I've had them do that the first time power is applied they chatter then trip. Reset it then works fine.dont have a clue why.


----------



## papaotis (Jun 8, 2013)

that was deffinetly not the case here!:no:


----------



## Switched (Dec 23, 2012)

Galt said:


> I've had them do that the first time power is applied they chatter then trip. Reset it then works fine.dont have a clue why.


I have had the same issue with Leviton GFCI's but not with any other brands. One of the reasons I switched to using Pass & Seymour.


----------



## LouieCO (Jul 13, 2014)

so guys, when you're wiring an outlet or a swictch you just need to put ground on the green screw, and the two other hot ones on the other scews on the left side?


----------



## wildleg (Apr 12, 2009)

LouieCO said:


> so guys, when you're wiring an outlet or a swictch you just need to put ground on the green screw, and the two other hot ones on the other scews on the left side?


probably would be a good idea if you read the directions, or had someone to show you how to wire it.


----------



## LouieCO (Jul 13, 2014)

wildleg said:


> probably would be a good idea if you read the directions, or had someone to show you how to wire it.
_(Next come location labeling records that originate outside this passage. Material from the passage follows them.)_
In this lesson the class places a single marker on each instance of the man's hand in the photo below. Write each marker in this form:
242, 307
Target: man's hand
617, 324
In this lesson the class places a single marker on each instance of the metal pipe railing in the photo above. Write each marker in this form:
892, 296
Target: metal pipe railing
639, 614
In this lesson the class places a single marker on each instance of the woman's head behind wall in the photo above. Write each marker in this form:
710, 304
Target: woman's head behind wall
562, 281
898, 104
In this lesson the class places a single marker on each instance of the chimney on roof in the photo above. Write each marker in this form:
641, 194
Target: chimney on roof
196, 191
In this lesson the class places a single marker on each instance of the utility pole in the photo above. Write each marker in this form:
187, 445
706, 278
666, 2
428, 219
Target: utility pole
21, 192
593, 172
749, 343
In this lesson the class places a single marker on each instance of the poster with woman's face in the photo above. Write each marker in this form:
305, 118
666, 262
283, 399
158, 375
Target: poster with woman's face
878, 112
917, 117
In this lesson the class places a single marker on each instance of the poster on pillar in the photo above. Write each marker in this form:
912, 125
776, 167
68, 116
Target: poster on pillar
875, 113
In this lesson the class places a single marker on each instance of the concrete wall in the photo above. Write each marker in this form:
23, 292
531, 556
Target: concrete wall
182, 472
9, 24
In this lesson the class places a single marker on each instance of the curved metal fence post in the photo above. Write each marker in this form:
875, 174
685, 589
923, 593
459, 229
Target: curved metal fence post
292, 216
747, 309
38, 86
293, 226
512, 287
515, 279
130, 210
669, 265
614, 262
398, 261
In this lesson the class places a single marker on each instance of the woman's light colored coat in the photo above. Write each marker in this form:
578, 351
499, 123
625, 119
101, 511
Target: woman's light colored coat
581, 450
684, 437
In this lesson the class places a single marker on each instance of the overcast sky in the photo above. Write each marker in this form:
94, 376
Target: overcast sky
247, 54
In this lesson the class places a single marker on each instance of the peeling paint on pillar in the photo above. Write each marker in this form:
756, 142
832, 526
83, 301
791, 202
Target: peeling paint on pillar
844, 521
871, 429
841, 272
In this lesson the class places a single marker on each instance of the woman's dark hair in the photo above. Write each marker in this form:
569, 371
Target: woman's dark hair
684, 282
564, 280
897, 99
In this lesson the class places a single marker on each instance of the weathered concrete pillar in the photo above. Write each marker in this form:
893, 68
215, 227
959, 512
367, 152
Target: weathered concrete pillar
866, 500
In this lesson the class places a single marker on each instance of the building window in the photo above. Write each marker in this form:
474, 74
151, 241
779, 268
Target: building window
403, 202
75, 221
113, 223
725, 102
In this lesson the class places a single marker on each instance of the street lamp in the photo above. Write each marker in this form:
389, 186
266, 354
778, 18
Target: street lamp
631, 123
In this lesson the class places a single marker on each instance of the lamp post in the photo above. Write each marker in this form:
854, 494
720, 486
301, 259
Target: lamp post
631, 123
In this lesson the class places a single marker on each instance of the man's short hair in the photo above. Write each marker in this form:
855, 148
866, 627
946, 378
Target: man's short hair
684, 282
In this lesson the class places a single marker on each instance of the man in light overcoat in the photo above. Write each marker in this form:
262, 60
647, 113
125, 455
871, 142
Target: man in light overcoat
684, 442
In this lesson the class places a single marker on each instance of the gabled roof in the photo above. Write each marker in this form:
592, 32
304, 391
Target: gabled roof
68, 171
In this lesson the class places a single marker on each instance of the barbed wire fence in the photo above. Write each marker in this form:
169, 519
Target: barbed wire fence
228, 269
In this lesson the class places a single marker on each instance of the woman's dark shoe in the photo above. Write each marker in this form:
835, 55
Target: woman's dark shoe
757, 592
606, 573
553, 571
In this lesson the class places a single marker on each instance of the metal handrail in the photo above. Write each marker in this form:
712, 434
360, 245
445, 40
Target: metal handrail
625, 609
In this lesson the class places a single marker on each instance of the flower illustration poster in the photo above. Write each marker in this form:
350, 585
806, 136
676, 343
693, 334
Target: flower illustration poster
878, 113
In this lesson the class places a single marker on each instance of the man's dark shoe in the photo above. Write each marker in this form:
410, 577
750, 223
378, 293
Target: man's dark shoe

I've wired a switch and a receptacle so far, but I do have journeymen and experienced apprentices to show me how to do stuff, i've just been working this stuff two weeks.


----------



## Vintage Sounds (Oct 23, 2009)

LouieCO said:


> I've wired a switch and a receptacle so far, but I do have journeymen and experienced apprentices to show me how to do stuff, i've just been working this stuff two weeks.


GFCI receptacles have two sets of terminals, line and load. You always have to connect at least to the line side. If the GFCI is not the last device in the line, there is going to be another set of wires in the box which you have to connect somewhere. If you connect them to the "load" side, then everything downstream of that receptacle will be protected by the GFCI. If you connect to the "line" side, then only *that receptacle* will be protected and the rest of the things down the line won't be. Which terminals to connect to depends on the application and what you're trying to achieve. People who don't understand this typically screw this up and run into problems.

Example: GFCI bathroom circuit. Often people like to have one circuit power all bathroom receps in a house. They all have to be GFCI protected because they're near a sink.

The cheap way: home run from the panel to first bathroom receptacle. GFCI receptacle installed there and the wires leading to the next bathroom are connected to load side. Downstream you just use normal receptacles. All receps are protected and it costs less because you only had to pay for one GFCI, but if it trips, it knocks out all bathroom receptacles. You have to walk to the first bathroom to reset it. If you connect lights to the load side of the GFCI then the lights will also go out if it trips.

The good way: Same wiring, except seperate GFCI in each bathroom, all wired to the line terminals. That way, any GFCI trip only knocks out the particular bathroom it's located in. If you have three bathrooms then you now have to buy 3 GFCIs instead of just one.

Both ways work and are legal. Just depends what the customer is paying for.


----------



## LouieCO (Jul 13, 2014)

Vintage Sounds said:


> GFCI receptacles have two sets of terminals, line and load. You always have to connect at least to the line side. If the GFCI is not the last device in the line, there is going to be another set of wires in the box which you have to connect somewhere. If you connect them to the "load" side, then everything downstream of that receptacle will be protected by the GFCI. If you connect to the "line" side, then only *that receptacle* will be protected and the rest of the things down the line won't be. Which terminals to connect to depends on the application and what you're trying to achieve. People who don't understand this typically screw this up and run into problems.
> 
> Example: GFCI bathroom circuit. Often people like to have one circuit power all bathroom receps in a house. They all have to be GFCI protected because they're near a sink.
> 
> ...


Beautiful, thank you for taking the time to explain


----------



## Switched (Dec 23, 2012)

LouieCO, Do they require schooling in Colorado? When do you go?

By the way, Welcome to the trade and good luck!


----------



## electricdrummer (May 23, 2013)

always remember, the hot hole is the harder hole to get into


----------